IRAs: Rollover IRAs
BOSTON (CBS) – A rollover IRA is when you transfer money from a retirement account into an IRA. It is not getting your dog to do a trick.
Rollover IRAs are set up to receive distributions from qualified retirement plans such as your 401(k), 403(b), 457, or another IRA. You “roll” the money from one account into another. If you are in between jobs, it can become a holding tank for your retirement money until you decide if you want to transfer the money into your new employer’s plan.
There is no time limit on money held in a rollover IRA. If your new employer does not allow transfers, no sweat! If you change jobs again and the newest employer allows transfers, you can roll it then. But you do not want to contaminate the dollars in the Rollover IRA by making a regular IRA contribution to the account. Doing so prevents your ability to rollover the account into a new employer’s retirement plan.
As a general rule of thumb, when you leave a job you are usually better off rolling most employer plans into an IRA and leaving them there. You will have greater flexibility and certainly more choices. The one thing you will not have is the ability to borrow from the IRA as you do from some employer plans and if you rollover a 457 plan you lose the ability to start early distributions.
You can at any time move your IRA account to a different plan provider if you are not happy with your current choices. I would strongly suggest setting up a brokerage IRA so you have some flexibility as to the types of investments available to you. I would suggest companies like Fidelity or Schwab that allow you a broad range of choices, stocks, their own mutual funds, as well as mutual funds from different companies.

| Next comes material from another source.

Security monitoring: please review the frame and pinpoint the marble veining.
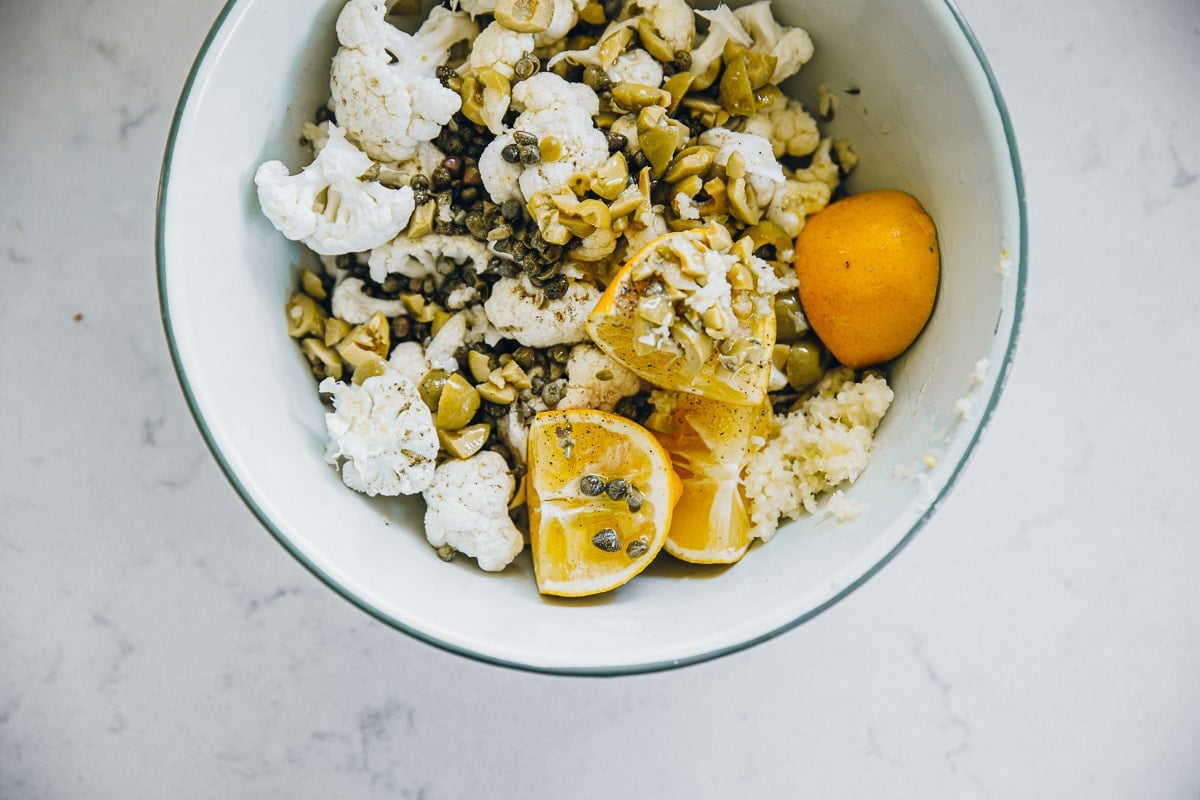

Another type of rollover is only between IRAs. Individuals are permitted to take a distribution from their IRA and roll those assets from that IRA to another IRA within 60 days of the receipt of the money. You can even roll those funds back into the old IRA. In essence you can borrow from your IRA but, and it’s a big but, you must get the money back into an IRA format quickly or it’s considered a distribution and you will owe taxes on it and possibly a 10% penalty. The IRS is notified if you do this type of a rollover but with a direct rollover, the IRS is not involved. This type of rollover is only allowed once every 12 months.
The tax laws changed giving the taxpayer greater flexibility with regard to their retirement plans and IRAs making them portable and interchangeable if the individual plan allows the change.
Even though the law states that plans can accept money from other retirement plans, your employer’s plan does not have to allow it. It is an expensive benefit to add because of the extra work involved and legal changes in the original retirement plan documents.
One more thing: For example you get laid off from Ace Widget Company and you have $24,000 in your 401(k) plan. You can rollover (transfer) the 401(k) account into a Rollover IRA. Now it takes you six months to find a job and you land one with a nonprofit company that has a 403(b) plan but does not allow rollovers into their retirement plan. So you leave the Rollover IRA intact.
Several years later it’s another job change and you roll the money from your 403(b) into your rollover IRA. Now Ace Widget Company has been bought out and your old boss wants you to come work for the new company. They have a good 401(k) plan and you decide to use this opportunity to consolidate all of your retirement accounts so you transfer the amount in your rollover IRA to the new 401(k) plan.